Now that’s very interesting. I had never heard of “lepton universality”.

Now to think more carefully about the consequences of quarks decaying into leptons. Baryon number is conserved. Lepton number is conserved. Except in the case of proton decay (unproved) in which a baryon such as a proton can decay to a lepton such as a positron.

Mesons don’t count as baryons because quarks are paired with antiquarks. So some mesons (not all) can decay to leptons.

Racking my brain, I don’t think quarks can decay into leptons in the standard model. If that’s impossible then “lepton universality” doesn’t exist.

B meson decay is quoted. Now a B meson is just a heavier version of a Kaon. Kaons are very much easier to produce and study than B mesons. So why use B mesons? Or to put it another way, if a B meson is able to decay into an electron-positron pair then a Kaon must also be able to decay in that way.

LHCb – that’s right, that’s the B meson factory.

Probability of 1 in 100, not enough to call it. But still. Quark decaying to lepton is the real kicker for me in here. Unless I’m missing the obvious, let’s explore the obvious, weak decay.

The standard example of weak decay is beta decay, a neutron decays to a proton emitting an electron. That’s a change in quark type. Let’s apply it to Kaon decay, start with a down and anti-strange. If the anti-strange decays to an anti-down and a muon then it is possible (but not essential) for the down and anti-down to annihilate into a gamma ray that becomes a particle-antiparticle pair of leptons. Aha, so meson decaying to leptons does make sense, I was missing the obvious.

The proportions by which the resulting leptons are electron-positron vs muon-antimuon depend on the energy released. So they shouldn’t be exactly the same, because the heavier muons are harder to produce than lighter electrons. The higher the decay energy, the more the proportions produced should approach unity. So for a lower energy decay of a kaon, the standard model would predict a ratio of electrons to muons produced of more than 1. So that’s why they’re not looking at kaon decay. For the higher energy decay of a B meson, the difference in mass between the muon and electron becomes insignificant relative to the high energy of B meson decay, and the ratio of electron production to muon production should approach 1.

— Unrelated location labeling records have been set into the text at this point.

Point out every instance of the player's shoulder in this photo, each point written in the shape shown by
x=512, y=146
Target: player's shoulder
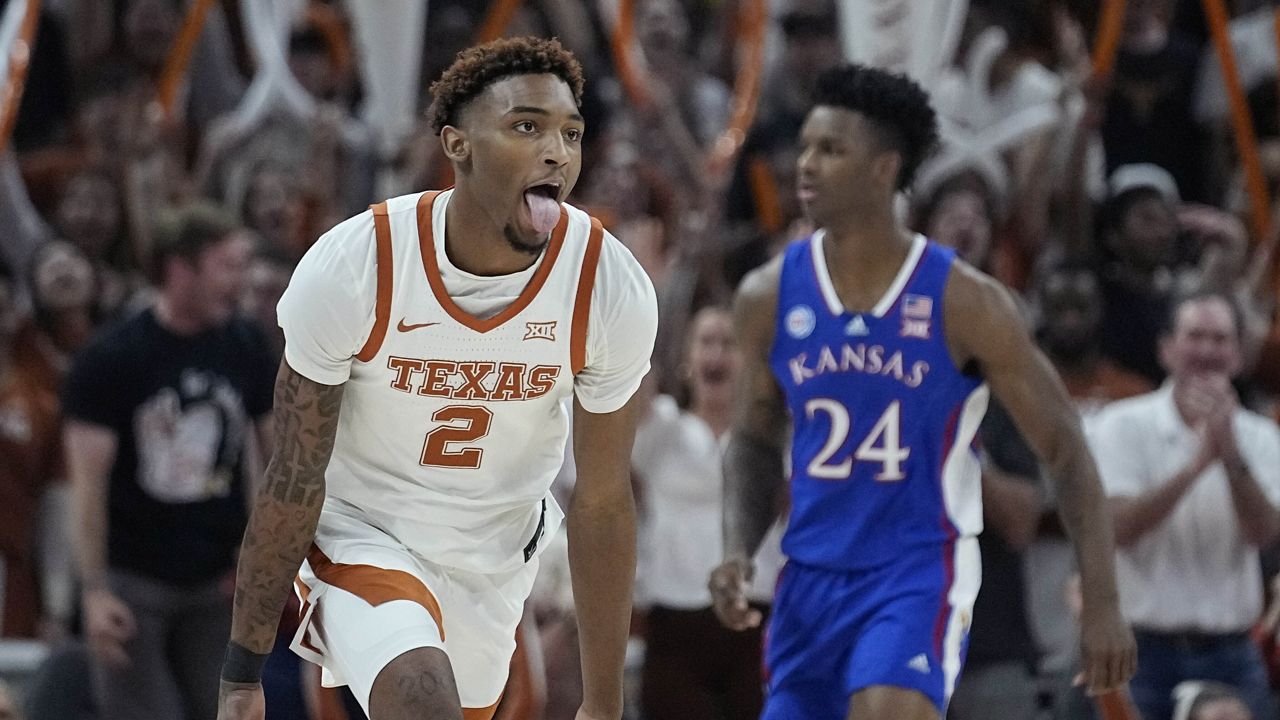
x=973, y=295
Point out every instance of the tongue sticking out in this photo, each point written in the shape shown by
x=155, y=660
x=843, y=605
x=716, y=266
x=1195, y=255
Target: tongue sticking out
x=543, y=210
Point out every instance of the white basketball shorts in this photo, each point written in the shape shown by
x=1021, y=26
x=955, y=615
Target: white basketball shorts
x=366, y=600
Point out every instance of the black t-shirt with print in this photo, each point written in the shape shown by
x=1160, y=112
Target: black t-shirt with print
x=182, y=409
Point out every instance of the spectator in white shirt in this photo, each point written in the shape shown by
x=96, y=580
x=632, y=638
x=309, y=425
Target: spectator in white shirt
x=1193, y=482
x=694, y=666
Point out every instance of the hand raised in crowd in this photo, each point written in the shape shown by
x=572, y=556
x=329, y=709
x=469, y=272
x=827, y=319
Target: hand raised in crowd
x=109, y=624
x=1208, y=404
x=1219, y=422
x=1109, y=654
x=728, y=586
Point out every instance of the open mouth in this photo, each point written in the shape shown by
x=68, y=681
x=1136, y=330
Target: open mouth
x=543, y=204
x=548, y=190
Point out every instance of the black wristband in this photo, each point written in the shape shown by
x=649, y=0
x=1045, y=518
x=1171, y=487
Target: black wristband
x=240, y=665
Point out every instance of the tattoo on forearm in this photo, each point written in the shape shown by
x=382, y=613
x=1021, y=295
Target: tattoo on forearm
x=753, y=479
x=287, y=507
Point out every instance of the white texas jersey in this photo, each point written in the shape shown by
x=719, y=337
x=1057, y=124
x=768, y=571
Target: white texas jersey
x=453, y=425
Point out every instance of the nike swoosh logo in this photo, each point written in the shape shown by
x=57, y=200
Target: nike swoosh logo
x=405, y=327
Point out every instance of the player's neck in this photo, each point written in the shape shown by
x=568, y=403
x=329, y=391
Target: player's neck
x=868, y=241
x=867, y=233
x=475, y=244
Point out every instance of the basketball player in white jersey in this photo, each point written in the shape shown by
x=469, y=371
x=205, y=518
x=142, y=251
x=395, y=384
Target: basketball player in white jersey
x=433, y=347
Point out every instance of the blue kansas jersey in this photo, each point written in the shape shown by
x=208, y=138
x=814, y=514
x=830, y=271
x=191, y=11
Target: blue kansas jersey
x=881, y=458
x=886, y=493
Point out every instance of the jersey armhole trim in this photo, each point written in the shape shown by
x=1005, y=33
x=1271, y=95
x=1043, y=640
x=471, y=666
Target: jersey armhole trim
x=583, y=301
x=383, y=308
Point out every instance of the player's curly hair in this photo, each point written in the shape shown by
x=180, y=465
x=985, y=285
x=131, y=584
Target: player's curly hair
x=476, y=68
x=896, y=105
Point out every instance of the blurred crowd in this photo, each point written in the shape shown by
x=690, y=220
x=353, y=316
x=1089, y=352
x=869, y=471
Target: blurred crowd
x=1116, y=206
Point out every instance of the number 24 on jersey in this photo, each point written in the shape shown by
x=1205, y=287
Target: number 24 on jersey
x=882, y=445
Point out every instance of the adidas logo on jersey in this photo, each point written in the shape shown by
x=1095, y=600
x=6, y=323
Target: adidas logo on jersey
x=856, y=327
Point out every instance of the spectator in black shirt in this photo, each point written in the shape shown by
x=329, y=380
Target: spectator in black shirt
x=160, y=440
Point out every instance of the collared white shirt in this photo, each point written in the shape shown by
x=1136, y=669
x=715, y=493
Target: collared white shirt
x=1194, y=572
x=677, y=458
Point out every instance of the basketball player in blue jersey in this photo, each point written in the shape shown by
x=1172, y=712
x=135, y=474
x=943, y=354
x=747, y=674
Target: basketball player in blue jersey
x=881, y=347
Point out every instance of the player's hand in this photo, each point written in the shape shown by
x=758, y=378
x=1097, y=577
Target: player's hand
x=241, y=701
x=728, y=584
x=109, y=624
x=1107, y=650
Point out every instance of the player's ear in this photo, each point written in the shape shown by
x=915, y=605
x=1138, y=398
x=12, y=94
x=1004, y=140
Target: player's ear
x=886, y=168
x=455, y=142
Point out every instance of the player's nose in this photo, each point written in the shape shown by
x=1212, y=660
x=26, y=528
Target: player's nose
x=556, y=150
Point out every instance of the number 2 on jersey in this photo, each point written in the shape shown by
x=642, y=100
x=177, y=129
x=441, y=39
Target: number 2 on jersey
x=462, y=423
x=882, y=445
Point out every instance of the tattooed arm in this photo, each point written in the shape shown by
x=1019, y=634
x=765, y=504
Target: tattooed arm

That’s lepton universality.

I apologise, it was obvious ;-)

So let’s turn to the experiments at LHCb in the video. Early results said that muons were produced 25% less often, with more data that shrank to 15% less often.

Yeah, OK, very interesting, not enough to call it. There have been literally hundreds of results in particle physics with that level of significance that have vanished as more data becomes available. The video doesn’t say if it’s a two-sided statistical test or a one-sided test for statistical significance, the difference is a factor of two.